Keywords: Soil Water, Turfgrass, Irrigation, Drought, Zones
Abstract Type: Poster Abstract

Abstract

Mountain west is experiencing a “mega drought”. In Utah, most residences, and institutions have irrigated turfgrass. With increased urbanization, turfgrass is now the dominant irrigated crop in the USA (Milesi et al., 2005). Turfgrass has several advantages in urban areas such as cooling, carbon fixation, reduction in fire risk etc. but it uses a large amount of the scarce fresh water supply. The EPA has estimated that about 50% of turfgrass irrigation water is wasted by temporal and spatial misapplications, with the latter accounting for larger proportions of waste. Developing spatial zones to be used with new “valve in head” sprinkler technology is key to addressing spatial mis-applications.

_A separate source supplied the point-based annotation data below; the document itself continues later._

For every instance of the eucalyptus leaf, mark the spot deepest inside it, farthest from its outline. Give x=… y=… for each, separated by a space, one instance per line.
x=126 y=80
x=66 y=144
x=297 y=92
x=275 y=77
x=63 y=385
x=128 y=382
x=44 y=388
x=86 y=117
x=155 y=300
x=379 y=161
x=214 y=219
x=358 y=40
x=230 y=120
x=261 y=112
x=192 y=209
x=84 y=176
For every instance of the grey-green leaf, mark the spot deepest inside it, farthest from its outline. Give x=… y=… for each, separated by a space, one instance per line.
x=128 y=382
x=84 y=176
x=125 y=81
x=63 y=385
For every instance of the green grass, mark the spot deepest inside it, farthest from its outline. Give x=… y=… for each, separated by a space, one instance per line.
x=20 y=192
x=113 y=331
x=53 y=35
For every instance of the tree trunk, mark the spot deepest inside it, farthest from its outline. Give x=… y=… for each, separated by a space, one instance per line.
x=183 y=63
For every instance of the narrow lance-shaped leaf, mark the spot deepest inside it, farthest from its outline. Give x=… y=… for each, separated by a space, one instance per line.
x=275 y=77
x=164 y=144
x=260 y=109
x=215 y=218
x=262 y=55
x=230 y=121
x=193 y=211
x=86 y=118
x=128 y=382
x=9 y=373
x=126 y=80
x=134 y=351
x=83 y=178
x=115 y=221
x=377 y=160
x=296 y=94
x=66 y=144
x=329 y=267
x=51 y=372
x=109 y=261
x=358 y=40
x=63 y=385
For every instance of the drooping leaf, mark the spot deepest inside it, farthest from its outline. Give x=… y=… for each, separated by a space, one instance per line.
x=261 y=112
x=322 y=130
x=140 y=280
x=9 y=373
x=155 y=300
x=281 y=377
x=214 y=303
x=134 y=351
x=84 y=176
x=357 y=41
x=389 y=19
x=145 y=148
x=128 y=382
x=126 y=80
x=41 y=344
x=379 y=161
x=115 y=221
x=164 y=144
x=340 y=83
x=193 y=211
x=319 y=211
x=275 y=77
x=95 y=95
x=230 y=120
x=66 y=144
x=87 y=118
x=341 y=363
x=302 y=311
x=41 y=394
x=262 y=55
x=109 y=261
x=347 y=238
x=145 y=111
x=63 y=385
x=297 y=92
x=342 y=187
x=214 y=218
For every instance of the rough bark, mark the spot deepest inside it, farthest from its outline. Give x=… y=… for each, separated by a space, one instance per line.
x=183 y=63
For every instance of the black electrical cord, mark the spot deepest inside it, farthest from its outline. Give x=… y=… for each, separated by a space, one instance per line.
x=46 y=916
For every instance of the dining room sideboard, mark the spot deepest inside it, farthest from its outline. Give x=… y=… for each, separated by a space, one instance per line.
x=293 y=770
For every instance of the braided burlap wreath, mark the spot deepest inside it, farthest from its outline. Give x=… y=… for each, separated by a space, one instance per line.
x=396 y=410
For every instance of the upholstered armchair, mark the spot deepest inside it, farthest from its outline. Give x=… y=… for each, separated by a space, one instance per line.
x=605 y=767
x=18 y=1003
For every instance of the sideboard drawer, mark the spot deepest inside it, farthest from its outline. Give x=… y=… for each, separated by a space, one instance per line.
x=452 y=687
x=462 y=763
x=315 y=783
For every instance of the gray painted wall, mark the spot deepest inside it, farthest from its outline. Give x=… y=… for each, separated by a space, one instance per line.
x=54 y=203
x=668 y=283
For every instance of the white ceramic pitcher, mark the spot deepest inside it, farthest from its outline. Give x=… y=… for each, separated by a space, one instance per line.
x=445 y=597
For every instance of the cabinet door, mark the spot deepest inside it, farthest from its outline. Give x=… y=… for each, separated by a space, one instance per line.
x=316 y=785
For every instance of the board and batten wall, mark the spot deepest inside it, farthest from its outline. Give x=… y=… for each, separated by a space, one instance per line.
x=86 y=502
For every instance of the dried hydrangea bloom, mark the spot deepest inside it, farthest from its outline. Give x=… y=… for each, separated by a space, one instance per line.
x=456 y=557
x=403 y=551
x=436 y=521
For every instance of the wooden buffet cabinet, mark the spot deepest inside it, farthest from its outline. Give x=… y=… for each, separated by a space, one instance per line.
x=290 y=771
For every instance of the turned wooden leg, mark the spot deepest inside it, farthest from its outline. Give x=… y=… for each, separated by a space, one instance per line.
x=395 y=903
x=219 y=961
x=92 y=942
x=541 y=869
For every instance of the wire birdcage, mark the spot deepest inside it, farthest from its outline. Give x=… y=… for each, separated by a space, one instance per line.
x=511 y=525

Several agricultural variable rate irrigation (VRI) studies have suggested that temporally variable irrigation zones are needed because zones do not stay static once variable management practices are used. This issue has been addressed with dense sensor networks and others have attached IR thermometers to irrigation central pivots. How can this issue be addressed for urban turfgrass where there is no crop being sold that can offset the price of frequent sensing needs? Data from several dense field surveys, ECa surveys and thermal IR data from drone flights in Summer 2022 are used to investigate whether ECa data or thermal IR data are more useful for determining temporally varying zones for urban turfgrass. The relative errors associated with both approaches will be assessed. The advantages and disadvantages of these two approaches in the urban setting are also evaluated.